Diese Neureglungen sollen nach Ansicht der Initiatoren „eine unkontrollierte Umsetzung einer breiten Palette von Propagandaaktivitäten unter Schülern und Studentinnen durch „antirussische Kräfte“ verhindern. Solche – auch aus dem Ausland unterstützte – Aktivitäten zielten darauf ab, „die Staatspolitik Russlands zu diskreditieren, Geschichte zu revidieren und die verfassungsmäßige Ordnung zu untergraben.“
Deutschland darf die neue Unfreiheit nicht verdrängen
Mit diesen Gesetzesinitiativen setzt der Kreml seine Politik der Unterdrückung und der gesellschaftlichen Isolation von all jenen fort, die unabhängig handeln und als potentielle Sammelpunkte für kritische Information, gesellschaftlichen Protest und politische Opposition ausgemacht werden. In ihrer Tätigkeit sieht er die Bedrohung der eigenen Macht.
Sollten die neuen Regelungen verabschiedet werden, würden kritische Stimmen aus Zivilgesellschaft und Medien weiter unter Druck gesetzt. Das ohnehin schon herrschende strafrechtliche Risiko und die Stigmatisierung jeder Art kritischen Engagements würde weiter erhöht. Zensur und Kontrolle würden auf den Bildungssektor ausgedehnt. Die Luft für politische Opposition auf regionaler und kommunaler Ebene, wo sich demokratische Politikerinnen und Politiker noch hier und da behaupten konnten, würde noch dünner.

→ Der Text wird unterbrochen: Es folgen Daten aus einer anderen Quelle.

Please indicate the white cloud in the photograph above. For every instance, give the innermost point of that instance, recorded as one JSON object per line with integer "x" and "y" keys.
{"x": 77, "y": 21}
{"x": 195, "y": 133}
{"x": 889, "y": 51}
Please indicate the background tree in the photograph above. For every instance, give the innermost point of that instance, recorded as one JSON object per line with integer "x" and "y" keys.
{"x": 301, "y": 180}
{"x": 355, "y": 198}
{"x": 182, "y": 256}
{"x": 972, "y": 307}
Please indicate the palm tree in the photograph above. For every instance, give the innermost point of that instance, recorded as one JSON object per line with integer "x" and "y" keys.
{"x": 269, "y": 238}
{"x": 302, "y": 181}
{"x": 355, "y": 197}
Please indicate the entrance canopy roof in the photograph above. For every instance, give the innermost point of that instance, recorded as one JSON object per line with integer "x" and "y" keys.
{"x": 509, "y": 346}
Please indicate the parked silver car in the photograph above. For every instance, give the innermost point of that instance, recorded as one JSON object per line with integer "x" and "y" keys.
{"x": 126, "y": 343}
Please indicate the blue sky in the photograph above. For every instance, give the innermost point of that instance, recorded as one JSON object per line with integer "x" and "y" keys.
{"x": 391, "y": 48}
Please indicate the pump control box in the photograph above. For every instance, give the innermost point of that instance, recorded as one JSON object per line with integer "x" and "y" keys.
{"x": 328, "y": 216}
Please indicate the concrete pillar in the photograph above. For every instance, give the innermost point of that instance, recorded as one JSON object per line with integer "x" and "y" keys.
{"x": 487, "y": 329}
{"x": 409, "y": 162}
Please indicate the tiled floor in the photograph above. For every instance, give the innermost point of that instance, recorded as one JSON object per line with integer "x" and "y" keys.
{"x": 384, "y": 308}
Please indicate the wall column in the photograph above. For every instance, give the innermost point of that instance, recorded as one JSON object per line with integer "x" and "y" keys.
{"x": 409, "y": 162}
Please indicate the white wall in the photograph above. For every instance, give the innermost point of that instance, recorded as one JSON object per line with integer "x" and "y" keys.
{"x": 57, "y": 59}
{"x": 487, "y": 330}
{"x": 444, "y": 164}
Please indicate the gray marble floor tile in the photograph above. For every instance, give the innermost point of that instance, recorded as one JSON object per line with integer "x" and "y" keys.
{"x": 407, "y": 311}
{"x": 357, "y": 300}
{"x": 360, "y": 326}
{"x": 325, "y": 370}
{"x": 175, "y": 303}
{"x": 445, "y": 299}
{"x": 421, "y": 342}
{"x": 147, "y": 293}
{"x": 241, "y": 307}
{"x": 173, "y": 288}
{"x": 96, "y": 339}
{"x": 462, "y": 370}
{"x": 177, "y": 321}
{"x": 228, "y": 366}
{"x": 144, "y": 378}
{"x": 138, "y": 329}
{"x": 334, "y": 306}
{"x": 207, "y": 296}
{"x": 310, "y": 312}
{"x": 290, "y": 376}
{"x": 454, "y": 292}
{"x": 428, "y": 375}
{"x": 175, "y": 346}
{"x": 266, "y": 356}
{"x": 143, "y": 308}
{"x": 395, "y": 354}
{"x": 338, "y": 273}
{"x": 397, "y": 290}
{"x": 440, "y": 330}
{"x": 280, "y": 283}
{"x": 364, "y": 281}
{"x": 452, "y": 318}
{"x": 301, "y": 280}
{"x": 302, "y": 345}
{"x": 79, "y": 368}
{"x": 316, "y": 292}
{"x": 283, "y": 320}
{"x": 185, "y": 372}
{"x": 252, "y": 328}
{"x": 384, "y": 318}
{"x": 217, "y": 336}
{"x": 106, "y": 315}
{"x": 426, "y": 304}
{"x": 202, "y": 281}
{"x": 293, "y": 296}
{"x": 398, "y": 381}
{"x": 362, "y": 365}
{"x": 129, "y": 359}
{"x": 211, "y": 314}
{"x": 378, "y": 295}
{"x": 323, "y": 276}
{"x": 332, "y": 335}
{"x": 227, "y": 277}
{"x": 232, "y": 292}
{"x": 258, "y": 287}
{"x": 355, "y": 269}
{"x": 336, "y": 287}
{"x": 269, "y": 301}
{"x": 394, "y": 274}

Bereits mit der Einbringung der Gesetzesinitiativen wurde ein neuerliches Signal an staatliche Stellen im ganzen Land gesandt, dass „ausländische Einflüsse“ das Land existenziell gefährden und bekämpft werden müssen. Wer aber unabhängig und unter Nutzung aller Ressourcen, die ihm die internationale Zusammenarbeit zur Verfügung stellt, öffentlich handeln will, dem wird bedeutet, dass er dafür einen hohen Preis zu zahlen haben könnte.
Für das deutsche Russlandbild und unsere Russlandpolitik ist es elementar, die sich abzeichnenden neuen Dimension der Unfreiheit in Russland nicht zu verdrängen. Die Debatte, wie damit umzugehen ist, muss dringend geführt werden.